Charge Distribution in a Parallel Plate Capacitor with Connected Plates

[carlyn medona]

Homework Statement

Each plate in the figure has area a and separation d , end of battery is e find charge supplied by battery

Homework Equations

The Attempt at a Solution

. each facing plate will have half the charge supplied by battery, but I am confused how the potential is applied[/B]

 

[haruspex]

each facing plate

Do you mean the two connected to the battery? If so...

will have half the charge supplied by battery

... but they are connected to opposite poles.

For the two plates not connected to the battery, what is the relationship between their charges, and what is the relationship between their potentials?

 

[carlyn medona]

I mean magnitude of charge on each facing plate, won't that be q÷2 and, the plates connected together are at same poyential

 

[haruspex]

each facing plate

I still do not know which plates you mean. There are four plates, and they face each other.

won't that be q÷2

Where q is what?

the plates connected together are at same poyential

Yes.

 

[carlyn medona]

Q is charge supplied by battery

 

[haruspex]

Q is charge supplied by battery

Does the battery gain a net charge?

 

[rude man]

You have 3 capacitors in series. Draw a schematic diagram, simplify if possible, then solve as a circuit problem.

 

[carlyn medona]

Is potential difference across the series connection equal to the emf of the battery?

 

[rude man]

Is potential difference across the series connection equal to the emf of the battery?

No. Did you draw the diagram?

 

[haruspex]

@carlyn medona , you did not answer my question. You say q is "the charge supplied by the battery", which is fine, but seem to think that means it supplies q/2 to a plate on each terminal, which is definitely not fine. That would mean the battery itself acquires a net charge of -q, which is nonsense.
The terminals are oppositely in sign, so what does a battery "supplying a charge of q" mean?

 

[carlyn medona]

Okay, I thought this is how charge gets distributed, please correct me if I am wrong

 

[rude man]

Okay, I thought this is how charge gets distributed, please correct me if I am wrong

Your first tipoff that something is wrong is as follows: put a test charge inside the leftmost plate (4). The E field in that plate (E4) is of course zero. Now look at the contributions to E4 from all 8 sides of charge.
From side 8 (left side of leftmost plate) you get some E field, if non-zero, pointing, say, to the left (- charges on side 8). Now, sides 7 thru 2 cancel out any contribution to E4 since those are pairs of equal and opposite charge. That leaves side 1 to contribute to E4. But surface charge density on side 1 must be equal to that of side 8 in order to get a zero E4 field, yet you have those sides as being of opposite polarity, so something is wrong.

You'll have to show your work for further help. You do have equal and opposite charges on all inside adjoining surfaces, and you have Q2+Q4=0, and Q1+Q2+Q3+Q4=0, so that 's good. But somewhere you made a slipup (assuming I'm right to begin with ).

 

[haruspex]

Okay, I thought this is how charge gets distributed, please correct me if I am wrong

At last I know what you mean by "q/2 to each facing plate". You meant q/2 to each face of one plate (and -q/2 to each face of the other plate). A pity you did not try to explain that before.

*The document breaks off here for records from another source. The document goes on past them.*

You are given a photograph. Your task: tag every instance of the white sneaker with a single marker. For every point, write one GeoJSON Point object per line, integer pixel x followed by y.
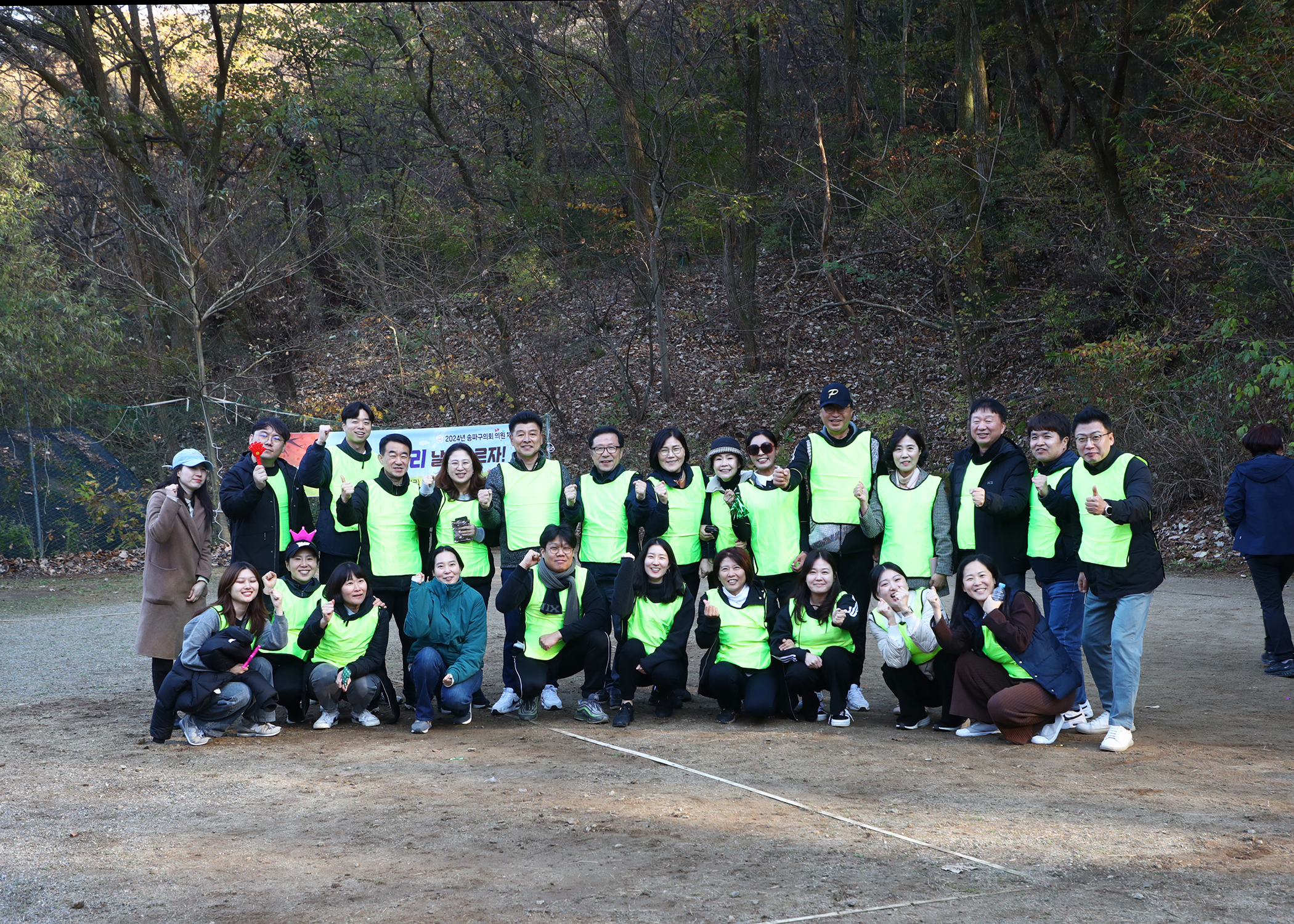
{"type": "Point", "coordinates": [979, 730]}
{"type": "Point", "coordinates": [1117, 739]}
{"type": "Point", "coordinates": [549, 698]}
{"type": "Point", "coordinates": [507, 703]}
{"type": "Point", "coordinates": [1050, 733]}
{"type": "Point", "coordinates": [856, 700]}
{"type": "Point", "coordinates": [1095, 726]}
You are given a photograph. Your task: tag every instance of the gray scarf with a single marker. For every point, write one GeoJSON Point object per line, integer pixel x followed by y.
{"type": "Point", "coordinates": [563, 580]}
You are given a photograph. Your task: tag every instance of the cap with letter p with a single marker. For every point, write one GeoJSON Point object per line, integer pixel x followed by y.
{"type": "Point", "coordinates": [835, 394]}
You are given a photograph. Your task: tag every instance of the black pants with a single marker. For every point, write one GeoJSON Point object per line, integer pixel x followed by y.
{"type": "Point", "coordinates": [1271, 573]}
{"type": "Point", "coordinates": [918, 693]}
{"type": "Point", "coordinates": [293, 683]}
{"type": "Point", "coordinates": [590, 654]}
{"type": "Point", "coordinates": [742, 690]}
{"type": "Point", "coordinates": [834, 676]}
{"type": "Point", "coordinates": [668, 675]}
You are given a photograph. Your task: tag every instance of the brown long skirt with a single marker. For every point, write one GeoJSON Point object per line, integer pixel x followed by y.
{"type": "Point", "coordinates": [987, 693]}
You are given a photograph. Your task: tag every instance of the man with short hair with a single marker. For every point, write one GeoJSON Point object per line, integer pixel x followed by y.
{"type": "Point", "coordinates": [989, 496]}
{"type": "Point", "coordinates": [324, 466]}
{"type": "Point", "coordinates": [529, 492]}
{"type": "Point", "coordinates": [393, 546]}
{"type": "Point", "coordinates": [1054, 540]}
{"type": "Point", "coordinates": [262, 500]}
{"type": "Point", "coordinates": [1120, 567]}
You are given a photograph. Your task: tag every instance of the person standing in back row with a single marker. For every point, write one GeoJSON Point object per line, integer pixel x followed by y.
{"type": "Point", "coordinates": [529, 492]}
{"type": "Point", "coordinates": [324, 466]}
{"type": "Point", "coordinates": [989, 497]}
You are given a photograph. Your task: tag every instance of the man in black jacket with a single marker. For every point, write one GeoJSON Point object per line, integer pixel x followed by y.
{"type": "Point", "coordinates": [989, 496]}
{"type": "Point", "coordinates": [263, 501]}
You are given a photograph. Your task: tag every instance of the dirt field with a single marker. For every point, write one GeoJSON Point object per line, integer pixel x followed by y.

I suggest you start by ignoring the other two plates and consider how charge would be distributed across the faces of the two connected to the battery. Would you still put magnitude |q/2| on each face? Then insert the other two plates and consider how charge would rearrange itself on those. Of course, that might lead to rearrangement of charge on the first two, but it should give you a better understanding of how things should look.

 

[carlyn medona]

I got electric field inside each plate to be zero, but not sure about charge distribution

 

[rude man]

I got electric field inside each plate to be zero, but not sure about charge distribution

This is incomplete and hard to read.
Show your work.

BTW if you haven't covered capacitance yet you can derive all 8 charge densities by the two equations in Q1-Q4 I posted in #12, plus σ = D plus V = - d⋅E.

(σ = Q/area, D = εE).

 

[haruspex]

I got electric field inside each plate to be zero, but not sure about charge distribution

The other thing to check is whether the two plates connected to each other are at the same potential. If so,that must be the solution.

 

[rude man]

The other thing to check is whether the two plates connected to each other are at the same potential. If so,that must be the solution.

That's true, but consider: you have 6 unknowns (the 5 non-redundant side charge densities plus the potential of the connected two plates). So you need 6 independent equations to solve for everything. Try to use the hints I gave you last time to come up with these equations.